When analyzing leveraged commercial real estate (properties you acquire using debt) assets, one of the most important metrics to look at is something known as the Debt-Service Coverage Ratio. The Debt-Service Coverage Ratio (DSCR) is a ratio that compares your net operating income to your debt obligations. Typically the higher the ratio, the lower the risk, resulting in more cash flow and a more attractive deal to your lender since you should have more than enough income to cover your expenses. In order to calculate your DSCR, you need to know your current net operating income (all revenues less recurring operating expenses for the property. This is before debt service and any one-time charges.) and what your total debt service (annual debt service payments and other financial obligations like a sinking fund) will be.

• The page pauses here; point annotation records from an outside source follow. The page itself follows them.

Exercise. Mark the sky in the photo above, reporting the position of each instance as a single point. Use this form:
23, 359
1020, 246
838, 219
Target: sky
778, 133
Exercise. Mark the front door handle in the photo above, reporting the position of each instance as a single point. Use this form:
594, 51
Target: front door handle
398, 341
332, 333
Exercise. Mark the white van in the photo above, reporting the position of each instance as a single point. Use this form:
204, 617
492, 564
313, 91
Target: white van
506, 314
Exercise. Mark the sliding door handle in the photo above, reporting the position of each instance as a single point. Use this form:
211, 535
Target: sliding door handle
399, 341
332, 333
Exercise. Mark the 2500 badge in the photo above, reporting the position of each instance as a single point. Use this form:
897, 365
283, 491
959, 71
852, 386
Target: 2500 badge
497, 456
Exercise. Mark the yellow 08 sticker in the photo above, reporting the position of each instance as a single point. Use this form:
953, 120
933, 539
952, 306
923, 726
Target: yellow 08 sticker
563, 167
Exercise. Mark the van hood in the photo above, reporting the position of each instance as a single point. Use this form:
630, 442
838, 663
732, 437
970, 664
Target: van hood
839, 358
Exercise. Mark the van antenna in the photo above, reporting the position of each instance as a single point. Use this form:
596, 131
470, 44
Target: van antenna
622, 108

Here’s an example of the DSCR formula:
Let’s say we are buying a stabilized 200 Unit multifamily apartment building for $10mm.
We have $700,000 in Net Operating Income.
We are putting down 25% equity, or $2.5mm. So we are borrowing $7.5mm.
Let’s say the terms on that money are a 25-year amortization at a 5% interest rate. Our annual payment will be about $526,000. Of that, the loan payments will be roughly 300k towards the principal and 226k towards the interest payments. Note that we operate with triple net leases in place, where the tenant is covering the insurance, taxes and maintenance in their lease payments. If your property is structured differently, make sure you’re considering all of your debt in your total debt service.
Take your $700,000 in NOI and divide it by your total debt service of $526,000 and your DSCR is: 1.33
So for every $1.33 we take in, we are paying out a $1 in debt. For some investors this is perfectly acceptable, for others this would never work. The higher the number, the less “risky” the deal and vice versa.
Why is the DSCR Important in Commercial Real Estate?
DSCR is one of the major metrics a commercial lender will look at when analyzing your deal. Higher DSCR’s equal less risk to the lender servicing a commercial real estate loan. When a lender is comfortable with a company’s ability to service the bank loan on a commercial property, you’re going to qualify for your loan that much faster. In the deals we underwrite, we generally have loan amounts in excess of 10 million. It’s been our experience that the banks typically like to have a minimum DSCR of 1.3% at that loan amount. We generally look for a similar DSCR, based on the deal, because we know we’ll have enough cash flow to cover the loan payments as well as operating expenses.
In corporate finance, some people working in commercial lending may use a global DSCR to understand the borrower’s ability to repay future and current debt obligations. The global DSCR considers not only the deal in question, but all free cash flow and debt payments from the borrower, any guarantors, and the business. We won’t spend a lot of time here but wanted to make you aware of it. The formula you would use to calculate this is:
Global DSCR = (net operating income + personal income) / (business debt service + personal debt service)
Our take on DSCR
If you are a business owner working in real estate, especially a small business that may not have the personal income or annual net operating income that a larger institution typically has, calculating your DSCR can help you to qualify your deal before you take it to a lender to analyze. In any sort of real estate investing, The DSCR calculation above is a simple one that is worth putting into your underwriting practice. Just a side note, I hate high leveraged deals. Anyone who has ever owned real estate knows that sometimes “anything that can go wrong, will go wrong.” That’s why you need to model your numbers conservatively. I prefer buying an asset after a highly leveraged guy messes up.